Objective 2. Model scenarios. When the HSPF model is developed and calibrated, a select number of management scenarios will be simulated. Basin communities and non-governmental stakeholder organizations will be asked to participate the selection process. A Technical Advisory Committee will be established to provide USGS with input concerning potential model scenarios. The effects of the following stressors on basin water resources could be assessed:

• changes in land-use/land-cover (for example, "build-out" to the limit of current zoning).
• changes in the location, rate, and timing of ground- and surface-water withdrawals.
• changes in the location, rate, and timing of wastewater discharge.
• changes in the transfer of water or wastewater into or out of the basin.
• water conservation practices.
• stormwater management practices.
• reservoir management practices.
• potential drought scenarios.

The effects of these scenarios on streamflow will be evaluated from long-term (1960 to recent) simulation results, by analyzing changes in the duration and frequency of high and low streamflows at selected points in the basin (see, for example, Zarriello and Ries, 2000).
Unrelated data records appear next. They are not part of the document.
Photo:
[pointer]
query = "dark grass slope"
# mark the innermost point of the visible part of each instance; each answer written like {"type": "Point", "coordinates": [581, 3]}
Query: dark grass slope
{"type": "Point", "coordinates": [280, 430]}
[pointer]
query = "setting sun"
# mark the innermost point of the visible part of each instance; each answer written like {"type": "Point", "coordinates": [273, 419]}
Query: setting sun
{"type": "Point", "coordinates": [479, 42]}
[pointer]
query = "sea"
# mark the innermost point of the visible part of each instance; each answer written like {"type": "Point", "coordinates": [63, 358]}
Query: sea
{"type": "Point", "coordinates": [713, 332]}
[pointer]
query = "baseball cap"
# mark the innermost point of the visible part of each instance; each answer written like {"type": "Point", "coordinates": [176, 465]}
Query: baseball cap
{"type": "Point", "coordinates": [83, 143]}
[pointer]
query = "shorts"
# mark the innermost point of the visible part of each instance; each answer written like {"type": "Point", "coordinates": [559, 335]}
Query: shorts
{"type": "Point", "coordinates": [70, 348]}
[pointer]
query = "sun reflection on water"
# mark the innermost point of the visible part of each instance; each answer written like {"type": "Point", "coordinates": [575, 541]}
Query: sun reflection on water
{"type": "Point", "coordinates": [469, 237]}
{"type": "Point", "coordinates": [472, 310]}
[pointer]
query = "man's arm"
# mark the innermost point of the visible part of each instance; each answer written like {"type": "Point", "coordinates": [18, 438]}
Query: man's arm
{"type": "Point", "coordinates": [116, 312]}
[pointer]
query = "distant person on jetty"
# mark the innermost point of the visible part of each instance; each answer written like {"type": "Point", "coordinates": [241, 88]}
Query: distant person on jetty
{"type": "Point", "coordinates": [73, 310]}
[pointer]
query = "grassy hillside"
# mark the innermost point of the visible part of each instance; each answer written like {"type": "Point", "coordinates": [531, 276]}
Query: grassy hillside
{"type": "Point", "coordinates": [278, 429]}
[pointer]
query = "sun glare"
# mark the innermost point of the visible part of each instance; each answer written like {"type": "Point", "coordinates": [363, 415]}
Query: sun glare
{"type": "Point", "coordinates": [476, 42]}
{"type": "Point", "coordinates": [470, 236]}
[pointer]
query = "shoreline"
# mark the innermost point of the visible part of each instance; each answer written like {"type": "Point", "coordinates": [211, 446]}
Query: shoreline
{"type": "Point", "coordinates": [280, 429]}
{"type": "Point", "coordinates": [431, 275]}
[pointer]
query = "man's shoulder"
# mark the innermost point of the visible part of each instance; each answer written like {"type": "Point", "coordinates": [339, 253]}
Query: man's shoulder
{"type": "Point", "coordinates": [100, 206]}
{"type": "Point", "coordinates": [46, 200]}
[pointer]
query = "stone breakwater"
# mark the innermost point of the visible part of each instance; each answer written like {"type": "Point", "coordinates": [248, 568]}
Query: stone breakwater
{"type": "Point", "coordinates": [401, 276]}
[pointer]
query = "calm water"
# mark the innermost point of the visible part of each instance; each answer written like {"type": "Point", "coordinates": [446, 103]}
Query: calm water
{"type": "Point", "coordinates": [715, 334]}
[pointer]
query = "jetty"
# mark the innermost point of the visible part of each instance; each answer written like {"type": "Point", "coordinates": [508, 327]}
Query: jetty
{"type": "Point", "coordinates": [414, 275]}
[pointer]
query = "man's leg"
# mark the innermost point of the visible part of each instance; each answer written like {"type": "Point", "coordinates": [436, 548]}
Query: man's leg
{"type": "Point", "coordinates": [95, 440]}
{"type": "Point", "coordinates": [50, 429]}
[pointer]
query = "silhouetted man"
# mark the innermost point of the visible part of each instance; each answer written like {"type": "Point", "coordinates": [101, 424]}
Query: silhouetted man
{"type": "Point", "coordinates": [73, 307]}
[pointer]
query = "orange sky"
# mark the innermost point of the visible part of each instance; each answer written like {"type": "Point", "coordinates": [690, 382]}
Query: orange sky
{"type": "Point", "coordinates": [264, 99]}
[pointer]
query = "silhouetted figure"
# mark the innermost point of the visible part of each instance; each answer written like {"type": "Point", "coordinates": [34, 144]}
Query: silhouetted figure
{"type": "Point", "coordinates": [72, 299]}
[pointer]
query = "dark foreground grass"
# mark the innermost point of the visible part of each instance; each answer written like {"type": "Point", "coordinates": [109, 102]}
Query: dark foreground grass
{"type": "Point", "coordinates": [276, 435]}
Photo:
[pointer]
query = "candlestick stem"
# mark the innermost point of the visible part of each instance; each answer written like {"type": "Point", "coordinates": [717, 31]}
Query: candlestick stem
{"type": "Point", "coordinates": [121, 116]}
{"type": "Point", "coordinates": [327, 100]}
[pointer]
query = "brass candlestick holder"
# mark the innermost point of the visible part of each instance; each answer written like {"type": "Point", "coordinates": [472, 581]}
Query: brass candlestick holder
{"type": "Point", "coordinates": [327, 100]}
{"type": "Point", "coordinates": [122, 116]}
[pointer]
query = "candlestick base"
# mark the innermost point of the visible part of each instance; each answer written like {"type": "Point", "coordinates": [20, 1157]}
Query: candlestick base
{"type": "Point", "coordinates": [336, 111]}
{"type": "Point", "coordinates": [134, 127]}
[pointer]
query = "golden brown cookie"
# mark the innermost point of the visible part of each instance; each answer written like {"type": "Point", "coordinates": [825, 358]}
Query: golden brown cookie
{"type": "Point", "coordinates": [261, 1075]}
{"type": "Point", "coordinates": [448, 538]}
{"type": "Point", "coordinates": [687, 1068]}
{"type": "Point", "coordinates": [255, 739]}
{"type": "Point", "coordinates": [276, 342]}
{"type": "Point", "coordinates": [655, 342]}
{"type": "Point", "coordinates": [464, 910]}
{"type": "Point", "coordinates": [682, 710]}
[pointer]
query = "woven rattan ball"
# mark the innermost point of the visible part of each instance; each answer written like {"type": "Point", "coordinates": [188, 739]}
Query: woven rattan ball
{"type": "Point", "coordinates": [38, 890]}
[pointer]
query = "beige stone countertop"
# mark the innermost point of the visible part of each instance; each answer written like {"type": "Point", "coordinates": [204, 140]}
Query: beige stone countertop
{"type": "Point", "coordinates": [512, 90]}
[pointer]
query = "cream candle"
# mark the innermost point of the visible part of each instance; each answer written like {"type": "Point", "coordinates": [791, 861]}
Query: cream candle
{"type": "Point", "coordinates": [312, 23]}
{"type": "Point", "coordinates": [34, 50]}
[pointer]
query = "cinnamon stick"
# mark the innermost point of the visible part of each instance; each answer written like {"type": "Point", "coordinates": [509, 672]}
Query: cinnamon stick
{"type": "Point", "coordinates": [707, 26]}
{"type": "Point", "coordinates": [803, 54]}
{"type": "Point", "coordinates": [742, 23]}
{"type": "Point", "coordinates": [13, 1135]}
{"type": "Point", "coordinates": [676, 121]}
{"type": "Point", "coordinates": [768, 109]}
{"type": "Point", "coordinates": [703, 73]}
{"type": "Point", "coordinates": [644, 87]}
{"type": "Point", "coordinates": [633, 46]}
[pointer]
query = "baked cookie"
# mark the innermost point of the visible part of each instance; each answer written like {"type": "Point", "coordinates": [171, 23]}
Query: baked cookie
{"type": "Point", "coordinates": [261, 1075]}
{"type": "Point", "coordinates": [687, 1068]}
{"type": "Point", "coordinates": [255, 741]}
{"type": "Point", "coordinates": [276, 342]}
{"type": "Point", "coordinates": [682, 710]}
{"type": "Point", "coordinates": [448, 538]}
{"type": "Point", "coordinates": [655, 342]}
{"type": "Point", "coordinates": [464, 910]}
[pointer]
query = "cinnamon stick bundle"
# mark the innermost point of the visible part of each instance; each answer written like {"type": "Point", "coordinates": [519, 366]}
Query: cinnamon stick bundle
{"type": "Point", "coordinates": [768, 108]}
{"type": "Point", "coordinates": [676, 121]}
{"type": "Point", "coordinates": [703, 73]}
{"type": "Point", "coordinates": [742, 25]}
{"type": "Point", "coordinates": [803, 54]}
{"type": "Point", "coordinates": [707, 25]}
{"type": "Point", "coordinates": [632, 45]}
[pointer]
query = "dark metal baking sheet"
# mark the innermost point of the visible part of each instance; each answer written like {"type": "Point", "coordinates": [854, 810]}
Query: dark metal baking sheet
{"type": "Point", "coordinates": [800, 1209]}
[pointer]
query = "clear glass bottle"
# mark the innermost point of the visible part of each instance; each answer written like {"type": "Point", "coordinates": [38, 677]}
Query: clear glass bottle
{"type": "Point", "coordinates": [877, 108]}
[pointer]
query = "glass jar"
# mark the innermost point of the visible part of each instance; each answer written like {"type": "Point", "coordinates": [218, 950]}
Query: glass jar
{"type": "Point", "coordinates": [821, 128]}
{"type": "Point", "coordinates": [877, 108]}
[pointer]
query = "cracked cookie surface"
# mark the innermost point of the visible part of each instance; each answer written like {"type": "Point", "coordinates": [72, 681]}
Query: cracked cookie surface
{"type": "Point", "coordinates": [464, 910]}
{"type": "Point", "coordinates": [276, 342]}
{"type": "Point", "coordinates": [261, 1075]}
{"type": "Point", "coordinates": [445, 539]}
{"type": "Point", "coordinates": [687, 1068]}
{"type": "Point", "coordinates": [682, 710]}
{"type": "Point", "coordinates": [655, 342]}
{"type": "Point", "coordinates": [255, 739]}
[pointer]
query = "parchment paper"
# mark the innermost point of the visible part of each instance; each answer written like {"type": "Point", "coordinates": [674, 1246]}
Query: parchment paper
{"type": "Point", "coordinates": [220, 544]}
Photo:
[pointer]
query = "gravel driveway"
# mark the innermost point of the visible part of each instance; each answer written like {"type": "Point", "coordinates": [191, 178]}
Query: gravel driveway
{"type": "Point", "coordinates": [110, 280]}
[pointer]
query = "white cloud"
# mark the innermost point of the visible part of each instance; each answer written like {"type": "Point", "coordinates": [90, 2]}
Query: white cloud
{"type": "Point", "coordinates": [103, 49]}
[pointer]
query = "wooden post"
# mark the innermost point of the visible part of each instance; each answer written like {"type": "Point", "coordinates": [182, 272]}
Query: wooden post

The effects of selected scenarios on reservoir storage and the flooding duration (hydroperiod) in major wetland reaches, including portions of the Great Meadows National Wildlife Refuge, could also be assessed.

The study results will be published in a USGS Water-Resources Investigations Report. A Fact Sheet will also be published to summarize results for the general public. The models generated by the project will be made available in electronic form to the funding agencies, the basin communities, and the interested public.

The proposed study is directly relevant to the needs of the cooperating agencies and the mission of the USGS. It will have the following benefits:

• The study will advance basic understanding of how regional hydrologic systems in New England respond to rapid land-use and water-use change (suburban sprawl).
• The study will advance a key science priority of both the USGS Director and the Eastern Region Director: availability of water for human and ecological needs.
• The study will extend the capabilities of the HSPF watershed model by creating a special action to address dam operations for multiple reservoirs.
• The study will provide useful information and simulation tools to non-governmental organizations and government agencies at the local, regional, State, and Federal levels--each of whom are responsible for different aspects of the basin's water resources and have potentially conflicting interests.
• Data collected by the study will be incorporated into national data bases, and modeling results of the study will have transfer value to other rapidly developing regions of the Nation attempting to balance multiple demands upon water resources.